Which library do I need?

You need real-looking motor data to test a method but cannot share your book externally — or you want a benchmark with a known data-generating process to validate whether your model is even recovering the right signal.

Your model development team cannot touch production data, but the synthetic data you have does not preserve the multivariate dependence structure of the real book — correlations between vehicle age, driver age, and claim frequency are wrong.

Your book mix has shifted — you wrote more young drivers last year through a new aggregator — and the model fitted on historical data is mispriced for today's portfolio because it was never trained on this mix.

Your GBM outperforms the production GLM on every holdout metric, but the actuarial team and your rating engine both need multiplicative factor tables — and exp(β) from CatBoost is not a thing.

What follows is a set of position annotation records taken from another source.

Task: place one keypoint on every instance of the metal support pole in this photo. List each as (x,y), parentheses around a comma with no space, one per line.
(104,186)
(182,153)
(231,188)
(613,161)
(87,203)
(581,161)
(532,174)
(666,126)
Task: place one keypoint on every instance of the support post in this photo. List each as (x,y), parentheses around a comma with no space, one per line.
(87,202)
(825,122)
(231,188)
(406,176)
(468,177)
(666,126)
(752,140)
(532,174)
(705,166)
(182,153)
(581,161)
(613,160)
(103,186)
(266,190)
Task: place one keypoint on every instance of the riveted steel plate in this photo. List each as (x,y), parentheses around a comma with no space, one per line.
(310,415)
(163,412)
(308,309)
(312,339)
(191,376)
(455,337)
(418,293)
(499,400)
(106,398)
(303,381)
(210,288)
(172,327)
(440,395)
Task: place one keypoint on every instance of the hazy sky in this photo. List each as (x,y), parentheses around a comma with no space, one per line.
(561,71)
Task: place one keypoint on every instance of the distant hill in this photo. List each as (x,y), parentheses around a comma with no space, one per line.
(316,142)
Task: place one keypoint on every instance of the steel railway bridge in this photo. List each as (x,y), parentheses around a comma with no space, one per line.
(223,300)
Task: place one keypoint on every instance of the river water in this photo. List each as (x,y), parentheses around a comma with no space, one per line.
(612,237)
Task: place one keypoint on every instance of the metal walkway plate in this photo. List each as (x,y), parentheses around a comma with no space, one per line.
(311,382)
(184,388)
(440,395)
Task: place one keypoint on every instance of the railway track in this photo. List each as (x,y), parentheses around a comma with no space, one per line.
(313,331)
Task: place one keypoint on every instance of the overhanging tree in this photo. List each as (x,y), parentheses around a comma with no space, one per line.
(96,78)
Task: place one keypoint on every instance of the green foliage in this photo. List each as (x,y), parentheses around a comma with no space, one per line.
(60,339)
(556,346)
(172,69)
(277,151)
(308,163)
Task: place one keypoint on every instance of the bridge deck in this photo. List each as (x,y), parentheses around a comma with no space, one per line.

You used random k-fold CV and your held-out Poisson deviance looks fine, but the model was trained on claims that had not yet developed — IBNR from the last six months is in both your training and validation sets.

Your main-effects GLM has unexplained residual structure — one-ways look fine but double-lifts between age and vehicle group show a gap the model cannot explain, and you suspect an interaction you have not captured.

Your point-estimate GBM tells you the expected loss cost per risk, but you have no way to distinguish a low-risk policy with stable claims from a high-risk policy that just happened to be quiet last year — you need per-risk volatility.

Your overdispersion test is significant and the dispersion parameter phi varies by segment — fleet policies have much higher variance than personal lines — but a standard GLM assumes one scalar phi for the whole portfolio.

You want to model dispersion as a function of rating factors without the full complexity of GAMLSS — a simpler double GLM where the mean model and the dispersion model alternate until convergence.

You need interpretability that a GLM factor table gives you, but you also need the predictive power of a neural network — and you want exact Shapley values rather than approximate SHAP for sign-off.

Your vehicle make variable has 500 levels, your occupation code has 350 — the committee wants pricing bands, not a 500-row factor table, and you need a defensible method for collapsing them that respects the underlying risk signal.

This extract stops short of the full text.